Optimizing PVE containers for backup / storage tiering

wbk

Renowned Member
Oct 27, 2019
213
31
68
Hi all,

I'd like to ask for input on something I'm considering while migrating and consolidating some machines.

Current situation:
* Multiple machines (some containers on PVE, some bare metal) have multiple years of data
* New data, in aggregate over these installations, is added at about 50-100 GB per month
* Older data is rarely edited, and not frequently read
* Backup to PBS is already a multi-hour exercise

Target situation:
* One larger PVE, that hosts data from the multiple current sources
* Backups frequent enough to be able to rely on them to lose less than a week of data in case of disaster
* On-line availability of the whole catalog (on-line as in: "no tape drive / bluray / USB HDD", not as in "everything needs to be accessible by smartphone worldwide")

Considering backups already take a while, I thought of tiering the storage, and have three containers running storage servers instead of one:
* One would hold data from the last 6-9 months or so, for the near future requiring less than a TB of storage.
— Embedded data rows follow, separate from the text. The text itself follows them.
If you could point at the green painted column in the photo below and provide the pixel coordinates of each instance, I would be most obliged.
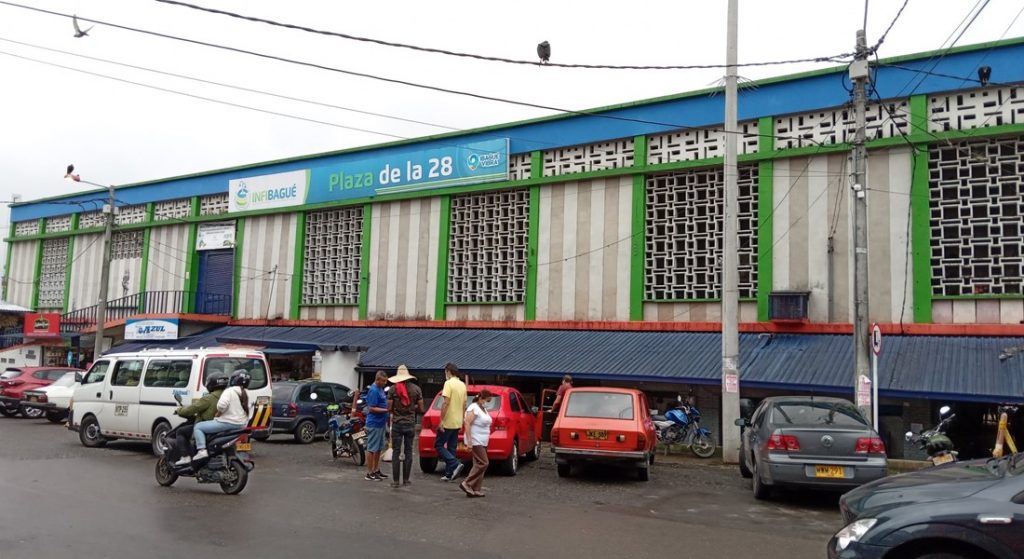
(297, 265)
(143, 280)
(534, 235)
(240, 238)
(638, 228)
(442, 256)
(921, 233)
(365, 240)
(766, 177)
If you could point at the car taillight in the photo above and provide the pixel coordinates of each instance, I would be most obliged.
(869, 445)
(783, 443)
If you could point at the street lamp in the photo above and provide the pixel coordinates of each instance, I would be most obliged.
(104, 270)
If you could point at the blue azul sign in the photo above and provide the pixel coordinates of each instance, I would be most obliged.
(408, 171)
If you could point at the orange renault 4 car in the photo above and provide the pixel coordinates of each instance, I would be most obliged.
(608, 425)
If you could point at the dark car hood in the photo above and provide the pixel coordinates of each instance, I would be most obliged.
(946, 482)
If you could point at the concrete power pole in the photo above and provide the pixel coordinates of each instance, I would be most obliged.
(861, 378)
(730, 271)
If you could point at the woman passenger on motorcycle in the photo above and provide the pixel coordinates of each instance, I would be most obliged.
(232, 413)
(204, 409)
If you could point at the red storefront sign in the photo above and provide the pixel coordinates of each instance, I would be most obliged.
(42, 325)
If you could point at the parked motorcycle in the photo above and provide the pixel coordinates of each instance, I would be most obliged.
(934, 441)
(681, 425)
(228, 463)
(345, 433)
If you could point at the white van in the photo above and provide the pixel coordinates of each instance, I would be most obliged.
(131, 395)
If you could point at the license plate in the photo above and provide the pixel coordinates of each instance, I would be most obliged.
(829, 471)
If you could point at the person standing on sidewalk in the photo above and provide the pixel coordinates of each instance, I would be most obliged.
(404, 400)
(453, 411)
(376, 425)
(477, 435)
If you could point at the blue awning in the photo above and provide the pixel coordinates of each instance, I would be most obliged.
(984, 369)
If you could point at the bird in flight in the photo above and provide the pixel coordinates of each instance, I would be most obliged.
(544, 51)
(78, 31)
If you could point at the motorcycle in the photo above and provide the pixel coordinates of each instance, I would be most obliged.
(935, 441)
(345, 433)
(681, 425)
(227, 465)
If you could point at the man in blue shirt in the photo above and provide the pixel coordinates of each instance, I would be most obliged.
(376, 425)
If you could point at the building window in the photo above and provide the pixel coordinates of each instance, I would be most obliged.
(977, 216)
(487, 247)
(126, 245)
(334, 247)
(52, 273)
(684, 234)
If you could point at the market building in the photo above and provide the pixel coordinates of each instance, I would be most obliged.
(590, 244)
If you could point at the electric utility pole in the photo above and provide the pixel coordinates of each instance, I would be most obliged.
(858, 74)
(730, 271)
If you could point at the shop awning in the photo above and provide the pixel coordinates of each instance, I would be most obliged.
(984, 369)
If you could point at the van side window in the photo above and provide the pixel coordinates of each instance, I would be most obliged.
(97, 373)
(127, 373)
(167, 373)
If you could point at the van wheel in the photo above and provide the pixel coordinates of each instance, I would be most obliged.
(305, 432)
(160, 445)
(89, 433)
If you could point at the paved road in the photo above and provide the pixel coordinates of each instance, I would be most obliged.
(60, 500)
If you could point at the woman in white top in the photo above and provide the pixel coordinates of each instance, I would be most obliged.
(477, 434)
(232, 413)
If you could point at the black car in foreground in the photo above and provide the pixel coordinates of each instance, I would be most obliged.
(965, 510)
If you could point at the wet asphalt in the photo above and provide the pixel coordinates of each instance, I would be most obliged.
(58, 499)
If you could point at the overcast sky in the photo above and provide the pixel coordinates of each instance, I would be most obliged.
(118, 133)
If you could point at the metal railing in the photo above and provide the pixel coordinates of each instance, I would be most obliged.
(151, 302)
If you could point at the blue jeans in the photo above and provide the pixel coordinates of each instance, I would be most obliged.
(446, 444)
(211, 427)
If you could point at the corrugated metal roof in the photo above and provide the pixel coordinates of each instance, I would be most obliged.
(964, 367)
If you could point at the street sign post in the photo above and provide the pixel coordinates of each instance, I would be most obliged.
(876, 351)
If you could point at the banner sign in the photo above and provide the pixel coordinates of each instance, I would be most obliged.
(152, 329)
(403, 171)
(42, 325)
(215, 235)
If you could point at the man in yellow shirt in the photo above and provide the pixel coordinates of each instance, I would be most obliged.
(453, 415)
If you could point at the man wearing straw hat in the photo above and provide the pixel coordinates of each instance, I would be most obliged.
(404, 399)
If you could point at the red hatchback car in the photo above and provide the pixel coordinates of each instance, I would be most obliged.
(512, 435)
(608, 425)
(15, 381)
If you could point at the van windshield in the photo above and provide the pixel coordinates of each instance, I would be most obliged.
(227, 367)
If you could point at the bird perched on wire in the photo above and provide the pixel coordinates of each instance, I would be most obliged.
(544, 51)
(78, 31)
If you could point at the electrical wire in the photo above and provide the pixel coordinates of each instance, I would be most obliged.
(393, 44)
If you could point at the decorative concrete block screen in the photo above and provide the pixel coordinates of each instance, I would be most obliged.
(487, 247)
(697, 143)
(126, 245)
(979, 109)
(334, 243)
(51, 274)
(684, 234)
(838, 126)
(977, 216)
(213, 205)
(172, 209)
(592, 157)
(130, 214)
(58, 224)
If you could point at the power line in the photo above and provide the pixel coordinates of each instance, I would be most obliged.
(393, 44)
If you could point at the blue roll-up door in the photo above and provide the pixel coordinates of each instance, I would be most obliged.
(216, 281)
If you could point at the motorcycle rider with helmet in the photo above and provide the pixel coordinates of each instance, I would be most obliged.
(204, 409)
(232, 412)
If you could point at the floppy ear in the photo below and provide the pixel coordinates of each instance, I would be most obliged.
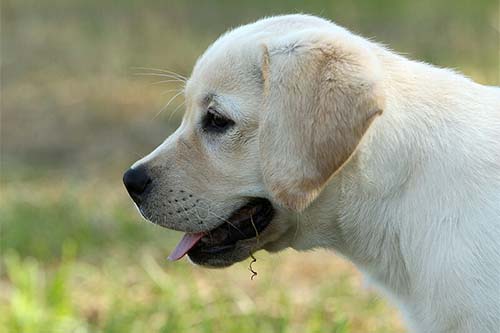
(319, 100)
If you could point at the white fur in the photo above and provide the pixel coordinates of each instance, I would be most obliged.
(417, 206)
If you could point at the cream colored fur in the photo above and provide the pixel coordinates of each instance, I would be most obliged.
(392, 163)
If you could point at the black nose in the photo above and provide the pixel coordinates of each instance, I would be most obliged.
(136, 181)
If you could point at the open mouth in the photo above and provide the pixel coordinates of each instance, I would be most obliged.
(245, 223)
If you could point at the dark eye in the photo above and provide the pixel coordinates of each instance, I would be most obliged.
(215, 122)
It would see weekly backups.
* The next would hold data up to two / two and a half years ago, requiring some two TB of storage. As it sees few edits, it could do with a backup every quarter (ie, after refresh from the above tier)
* The last one would hold historic data, 2 years and older. It would see an influx of about half a TB each half year; with retention of backups in the tier above, one backup per year should do
* The storage servers in each of the containers would provide year-based directories that are mounted inside the container that hosts the front-facing server.
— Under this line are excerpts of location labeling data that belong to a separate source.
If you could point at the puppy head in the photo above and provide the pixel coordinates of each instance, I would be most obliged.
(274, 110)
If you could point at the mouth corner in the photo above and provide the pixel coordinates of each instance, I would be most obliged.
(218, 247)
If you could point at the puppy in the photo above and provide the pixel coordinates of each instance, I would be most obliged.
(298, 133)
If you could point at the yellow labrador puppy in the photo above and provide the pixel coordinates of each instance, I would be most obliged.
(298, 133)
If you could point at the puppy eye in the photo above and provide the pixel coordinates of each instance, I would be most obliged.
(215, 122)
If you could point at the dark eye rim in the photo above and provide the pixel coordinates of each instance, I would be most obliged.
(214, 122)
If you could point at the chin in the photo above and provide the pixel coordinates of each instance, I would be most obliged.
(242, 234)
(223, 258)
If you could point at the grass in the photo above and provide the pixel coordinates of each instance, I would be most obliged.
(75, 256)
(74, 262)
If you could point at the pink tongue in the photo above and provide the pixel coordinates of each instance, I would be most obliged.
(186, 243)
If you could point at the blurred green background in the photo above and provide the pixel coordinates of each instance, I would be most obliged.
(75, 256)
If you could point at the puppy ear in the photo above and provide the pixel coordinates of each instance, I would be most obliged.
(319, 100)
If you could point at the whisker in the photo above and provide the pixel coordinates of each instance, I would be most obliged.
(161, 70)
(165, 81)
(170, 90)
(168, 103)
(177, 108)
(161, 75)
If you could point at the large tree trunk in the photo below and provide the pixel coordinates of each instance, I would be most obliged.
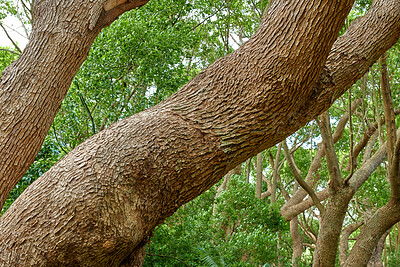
(97, 206)
(33, 87)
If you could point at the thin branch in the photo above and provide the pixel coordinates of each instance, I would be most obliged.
(9, 37)
(167, 256)
(331, 158)
(10, 51)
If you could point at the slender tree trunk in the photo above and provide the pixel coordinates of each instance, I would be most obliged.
(376, 258)
(259, 175)
(297, 242)
(330, 228)
(98, 205)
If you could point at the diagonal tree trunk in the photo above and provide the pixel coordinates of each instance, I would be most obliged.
(97, 206)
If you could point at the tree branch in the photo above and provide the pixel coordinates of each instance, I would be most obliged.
(300, 180)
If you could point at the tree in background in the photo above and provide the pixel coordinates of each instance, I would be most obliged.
(221, 143)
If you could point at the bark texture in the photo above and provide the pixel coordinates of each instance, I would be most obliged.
(33, 87)
(101, 201)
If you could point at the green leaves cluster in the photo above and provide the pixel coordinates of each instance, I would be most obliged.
(242, 231)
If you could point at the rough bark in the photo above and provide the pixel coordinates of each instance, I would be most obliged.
(297, 242)
(344, 240)
(330, 228)
(97, 205)
(376, 258)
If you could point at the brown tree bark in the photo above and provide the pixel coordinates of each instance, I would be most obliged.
(100, 202)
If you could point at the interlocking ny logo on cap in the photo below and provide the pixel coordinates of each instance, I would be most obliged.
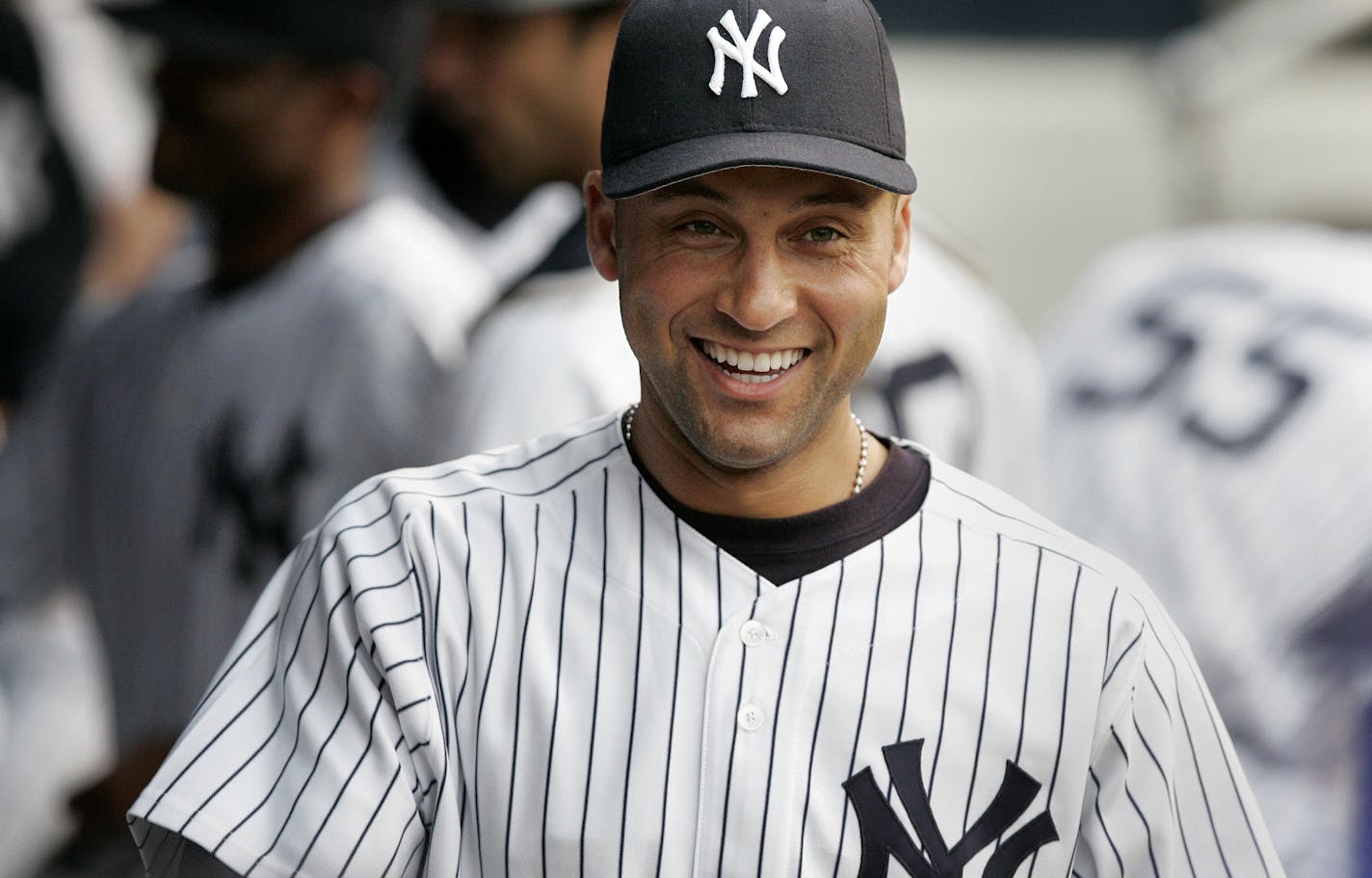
(743, 49)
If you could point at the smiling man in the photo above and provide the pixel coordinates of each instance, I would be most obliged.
(727, 630)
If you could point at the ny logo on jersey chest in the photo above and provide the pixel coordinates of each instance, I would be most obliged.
(884, 838)
(743, 48)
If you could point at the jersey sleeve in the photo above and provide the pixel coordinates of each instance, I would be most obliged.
(1165, 793)
(320, 745)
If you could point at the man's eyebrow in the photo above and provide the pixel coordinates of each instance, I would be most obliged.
(688, 188)
(844, 198)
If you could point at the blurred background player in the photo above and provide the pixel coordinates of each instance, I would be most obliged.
(177, 450)
(495, 139)
(1210, 427)
(955, 371)
(54, 735)
(1210, 405)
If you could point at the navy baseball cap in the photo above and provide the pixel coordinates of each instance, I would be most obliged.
(701, 85)
(382, 32)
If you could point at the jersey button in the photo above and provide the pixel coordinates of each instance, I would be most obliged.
(750, 718)
(753, 632)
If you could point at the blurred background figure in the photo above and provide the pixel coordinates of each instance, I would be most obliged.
(172, 454)
(495, 139)
(44, 216)
(54, 708)
(1212, 427)
(1210, 397)
(104, 117)
(955, 371)
(1057, 19)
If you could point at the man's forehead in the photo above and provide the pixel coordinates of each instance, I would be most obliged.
(789, 185)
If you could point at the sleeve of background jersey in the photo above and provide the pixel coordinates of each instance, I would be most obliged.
(320, 745)
(1165, 794)
(385, 402)
(33, 498)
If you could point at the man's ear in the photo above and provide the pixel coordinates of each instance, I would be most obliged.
(600, 226)
(900, 245)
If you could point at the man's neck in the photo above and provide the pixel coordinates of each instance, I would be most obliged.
(821, 473)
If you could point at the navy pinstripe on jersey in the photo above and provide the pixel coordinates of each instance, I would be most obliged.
(524, 664)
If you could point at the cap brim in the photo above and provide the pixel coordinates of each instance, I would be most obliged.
(692, 158)
(193, 32)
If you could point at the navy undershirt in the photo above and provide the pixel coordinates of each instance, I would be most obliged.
(785, 549)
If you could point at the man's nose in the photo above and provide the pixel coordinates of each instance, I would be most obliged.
(760, 292)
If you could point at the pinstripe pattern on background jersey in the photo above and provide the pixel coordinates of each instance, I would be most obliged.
(621, 748)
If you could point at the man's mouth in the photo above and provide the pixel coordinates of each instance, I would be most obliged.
(752, 366)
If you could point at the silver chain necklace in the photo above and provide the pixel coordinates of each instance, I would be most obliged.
(861, 434)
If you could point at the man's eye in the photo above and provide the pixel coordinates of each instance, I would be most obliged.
(701, 226)
(824, 235)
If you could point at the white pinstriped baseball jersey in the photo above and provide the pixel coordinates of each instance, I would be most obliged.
(1210, 425)
(524, 663)
(954, 369)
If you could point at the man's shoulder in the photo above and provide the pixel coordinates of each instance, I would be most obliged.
(962, 496)
(543, 468)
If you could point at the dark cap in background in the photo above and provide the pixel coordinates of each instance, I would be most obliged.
(701, 85)
(497, 9)
(379, 32)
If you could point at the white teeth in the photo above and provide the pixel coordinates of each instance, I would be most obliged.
(757, 368)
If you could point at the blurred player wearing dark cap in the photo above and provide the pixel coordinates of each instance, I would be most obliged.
(181, 447)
This is on a home network; data links are gigabit ethernet, with no near-term option of upgrading. The main container now runs Yunohost with Nextcloud as target for the data.

I guess storage tiering is standard practice once data becomes unwieldy. Are there some best practices in relation to Proxmox? Is there a more sane method than I described above?
 
To make this more concrete, and perhaps elicit some speculation about the pros and cons, this is how I plan to set up the constellation:
  • PVE node runs seven containers:
    • yunohost: runs, among others Nextcloud
    • nc2000 : stores data up to and including the year 2000
    • nc2010 : stores data up to and including the year 2010
    • nc2015 : stores data up to and including the year 2015
    • nc2020 : stores data up to and including the year 2020
    • nc2025 : stores data up to and including the year 2025
    • nc2028 : stores data up to and including the year 2028
  • PBS backs up:
    • daily
      • yunohost
      • nc2028
    • monthly
      • nc2025
    • quarterly
      • nc2020
    • yearly
      • nc2015
      • nc2010
      • nc2000
The nc* containers:
  • privileged (if need be)
  • mount a large enough storage at /mnt
  • bind-mount storage at /srv/nextcloud_20xy
  • export the nextcloud_20xy directory
The node:
  • mounts the exports so that Yunohost can use them without being privileged
The Yunohost container:
  • bind-mounts per-user directories the exported data containers at the correct place in the Nextcloud directory structure

The main reason for tiering storage this way and spreading it over multiple containers, is to be able to keep frequent backups from PVE to PBS and from PBS to remote and tape.
Tiering the storage like this, each container can stay (way) under a terabyte.

Any thoughts?